Creating SAS Transport files from Node.JS

Coming at SEND from a preclinical background has been a strange experience. One of the most unusual things about it, from my perspective, is the use of SAS transport files to convey data. Why wrap deliveries up in an arcane binary format where you have to jump through hoops to consume the data? I guess the idea is that most people in safety assessment are able to deal with this file format due to the software they must have to meet regulatory requirements. The same can’t generally be applied to the groups earlier in the drug discovery process, where Excel remains the tool of choice for dealing with data. So to understand the example data set provided by CDisc, I needed to find a way of opening and investigating the data files. The fastest way for me to do this on my Windows machine turned out to be:

  • Grab a Python environment
  • Grab the Python xport extension someone has very kindly developed
  • Write some very simple Python to extract all the .xpt files to .csv’s

This was a great leg up to understanding the content of the files, how the domains are organised etc. However I need a mechanism of writing the files, and this library is a one way conversion. so I had to look elsewhere for an answer.

In the end I turned to the statistical package R. The R library SASxport provides converters for xpt files which are pretty easy to use. Here is a typical script, which takes a csv input and creates an xpt output:

input <- args[1]
output <- args[2]
dat=read.csv(input, header=TRUE)
write.xport(dat, file=output)

I then wrapped this in a Windows batch file:

set R_Script=<PATH to RScript.exe>
%R_Script% <PATH to actual script> <PATH to csv input> <PATH to csv output> > output.log 2>&1

This runs the R script passing in the two parameters, and emitting any errors to a log file. This logfile proved to be very handy in tracking down errors.

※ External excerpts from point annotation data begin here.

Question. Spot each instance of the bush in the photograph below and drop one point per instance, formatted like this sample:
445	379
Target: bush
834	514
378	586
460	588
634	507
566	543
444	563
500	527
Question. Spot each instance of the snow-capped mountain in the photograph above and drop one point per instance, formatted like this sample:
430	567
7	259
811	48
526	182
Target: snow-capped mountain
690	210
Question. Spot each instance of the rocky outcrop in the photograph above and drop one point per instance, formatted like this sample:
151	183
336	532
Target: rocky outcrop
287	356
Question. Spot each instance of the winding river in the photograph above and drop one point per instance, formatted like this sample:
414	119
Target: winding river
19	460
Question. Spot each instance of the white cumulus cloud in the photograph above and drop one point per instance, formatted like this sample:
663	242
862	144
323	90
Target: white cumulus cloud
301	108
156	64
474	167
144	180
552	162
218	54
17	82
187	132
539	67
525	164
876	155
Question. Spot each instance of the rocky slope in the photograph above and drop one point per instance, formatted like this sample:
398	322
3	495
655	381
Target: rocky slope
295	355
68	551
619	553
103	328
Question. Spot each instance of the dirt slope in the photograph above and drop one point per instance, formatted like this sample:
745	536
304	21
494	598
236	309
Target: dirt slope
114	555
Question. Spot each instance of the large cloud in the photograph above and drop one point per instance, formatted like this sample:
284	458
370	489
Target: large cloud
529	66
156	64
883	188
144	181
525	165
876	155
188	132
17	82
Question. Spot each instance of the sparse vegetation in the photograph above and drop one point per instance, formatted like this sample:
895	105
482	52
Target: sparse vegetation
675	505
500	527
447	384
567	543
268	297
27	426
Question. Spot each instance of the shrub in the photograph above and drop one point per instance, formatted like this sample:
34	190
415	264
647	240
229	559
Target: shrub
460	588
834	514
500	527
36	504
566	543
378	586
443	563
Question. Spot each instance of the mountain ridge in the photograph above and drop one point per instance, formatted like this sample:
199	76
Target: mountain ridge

I was then able to spawn this batch file from within Node.js:

var ls = require(‘child_process’).spawn(‘cmd’, [‘/s’, ‘/c’, ‘<PATH to batch file>’], { windowsVerbatimArguments: true });

The extra step of spawning a cmd and running the batch file by passing it in as a parameter is down to the fact that Node’s spawn commands is looking for an executable, not a batch script. I guess I could bypass the batch file step and call RScript.exe directly. I’ll try that now.

Anyway, the result of this is I’m now able to create xpt files within Node, so I can trigger the creation of SEND files from my server without using any complicated libraries or SAS components.